Hilbert Modular Surface - Definitions

Definitions

If R is the ring of integers of a real quadratic field, then the Hilbert modular group SL₂(R) acts on the product H×H of two copies of the upper half plane H. There are several birationally equivalent surfaces related to this action, any of which may be called Hilbert modular surfaces:

• The surface X is the quotient of H×H by SL₂(R); it is not compact and usually has quotient singularities coming from points with non-trivial isotropy groups.
• The surface X* is obtained from X by adding a finite number of points corresponding to the cusps of the action. It is compact, and has not only the quotient singularities of X, but also singularities at its cusps.
• The surface Y is obtained from .X* by resolving the singularities in a minimal way. It is a compact smooth algebraic surface, but is not in general minimal.
• The surface Y0 is obtained from Y by blowing down certain exceptional −1-curves.
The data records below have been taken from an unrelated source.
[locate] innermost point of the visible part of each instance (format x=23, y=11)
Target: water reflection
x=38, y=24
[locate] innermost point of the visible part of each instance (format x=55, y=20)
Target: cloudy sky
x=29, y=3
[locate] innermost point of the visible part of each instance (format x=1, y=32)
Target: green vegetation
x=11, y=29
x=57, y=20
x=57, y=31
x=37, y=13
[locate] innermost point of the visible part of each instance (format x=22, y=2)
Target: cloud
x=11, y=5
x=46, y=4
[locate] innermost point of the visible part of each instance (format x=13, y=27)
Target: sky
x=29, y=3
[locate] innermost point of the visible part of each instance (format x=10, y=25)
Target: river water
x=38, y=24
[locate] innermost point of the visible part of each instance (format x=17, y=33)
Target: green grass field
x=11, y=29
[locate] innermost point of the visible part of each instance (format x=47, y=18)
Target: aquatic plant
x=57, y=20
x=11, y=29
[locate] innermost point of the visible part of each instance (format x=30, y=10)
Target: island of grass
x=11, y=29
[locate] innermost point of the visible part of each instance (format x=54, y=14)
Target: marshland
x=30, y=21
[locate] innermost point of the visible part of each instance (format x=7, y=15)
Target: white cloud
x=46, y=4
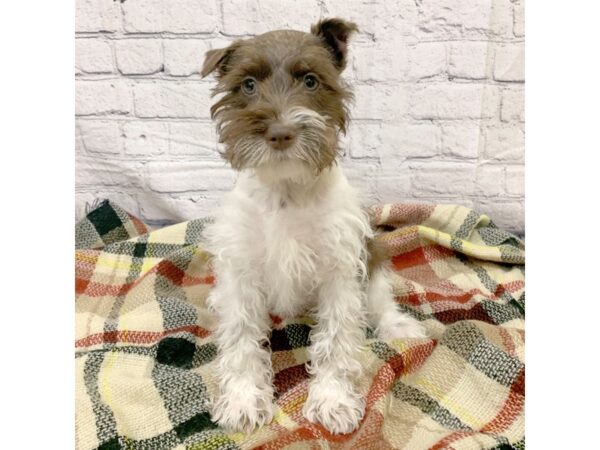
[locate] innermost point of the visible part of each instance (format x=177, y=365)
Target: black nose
x=280, y=136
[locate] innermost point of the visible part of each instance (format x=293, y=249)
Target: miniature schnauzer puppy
x=292, y=237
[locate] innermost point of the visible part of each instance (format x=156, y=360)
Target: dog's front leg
x=245, y=398
x=335, y=342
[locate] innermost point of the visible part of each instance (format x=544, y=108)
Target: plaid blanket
x=144, y=350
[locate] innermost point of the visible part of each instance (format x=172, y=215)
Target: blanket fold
x=144, y=350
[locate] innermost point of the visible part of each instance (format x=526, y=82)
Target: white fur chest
x=288, y=239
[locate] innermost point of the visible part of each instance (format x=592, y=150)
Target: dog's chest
x=295, y=255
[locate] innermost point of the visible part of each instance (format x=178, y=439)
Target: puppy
x=291, y=237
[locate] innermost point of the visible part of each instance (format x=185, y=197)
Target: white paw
x=400, y=326
x=334, y=405
x=243, y=407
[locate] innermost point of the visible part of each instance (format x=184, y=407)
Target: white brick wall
x=438, y=114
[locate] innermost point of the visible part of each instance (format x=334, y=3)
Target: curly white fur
x=288, y=241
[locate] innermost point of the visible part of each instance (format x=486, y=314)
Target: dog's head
x=283, y=101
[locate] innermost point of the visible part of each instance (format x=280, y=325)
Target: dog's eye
x=310, y=82
x=249, y=85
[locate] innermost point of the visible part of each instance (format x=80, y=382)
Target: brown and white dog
x=292, y=237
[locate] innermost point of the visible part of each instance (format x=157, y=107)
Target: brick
x=102, y=97
x=515, y=180
x=174, y=16
x=97, y=172
x=489, y=181
x=139, y=56
x=394, y=187
x=146, y=137
x=267, y=15
x=519, y=18
x=443, y=178
x=371, y=60
x=79, y=147
x=93, y=56
x=453, y=17
x=507, y=215
x=408, y=141
x=188, y=176
x=378, y=19
x=505, y=143
x=427, y=60
x=100, y=136
x=184, y=57
x=156, y=208
x=471, y=60
x=509, y=64
x=96, y=15
x=462, y=140
x=513, y=104
x=454, y=101
x=172, y=99
x=194, y=139
x=379, y=102
x=362, y=176
x=364, y=139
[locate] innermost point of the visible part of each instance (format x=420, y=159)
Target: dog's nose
x=280, y=136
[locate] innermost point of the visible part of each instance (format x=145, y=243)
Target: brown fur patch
x=278, y=61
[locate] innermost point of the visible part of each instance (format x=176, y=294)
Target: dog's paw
x=242, y=407
x=400, y=326
x=334, y=405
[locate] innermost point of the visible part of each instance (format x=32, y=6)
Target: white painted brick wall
x=438, y=115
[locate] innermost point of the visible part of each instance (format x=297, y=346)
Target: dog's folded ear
x=335, y=34
x=218, y=59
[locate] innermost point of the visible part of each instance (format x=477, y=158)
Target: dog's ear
x=218, y=59
x=335, y=34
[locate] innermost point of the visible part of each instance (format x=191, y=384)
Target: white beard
x=286, y=241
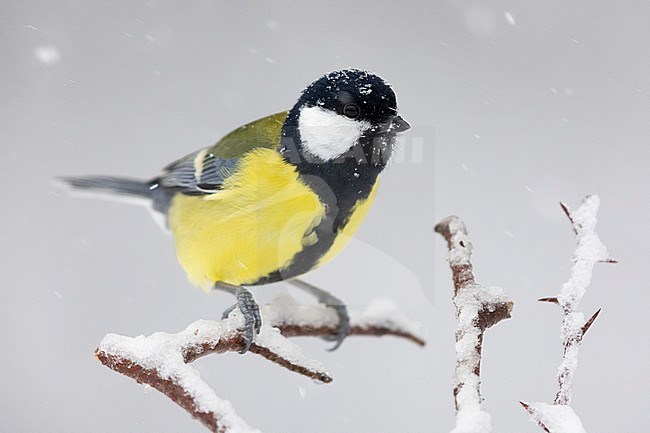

It is smooth and compact, and is often (but not always) minimal.

There are several variations of this construction:

• The Hilbert modular group may be replaced by some subgroup of finite index, such as a congruence subgroup.
• One can extend the Hilbert modular group by a group of order 2, acting on the Hilbert modular group via the Galois action, and exchanging the two copies of the upper half plane.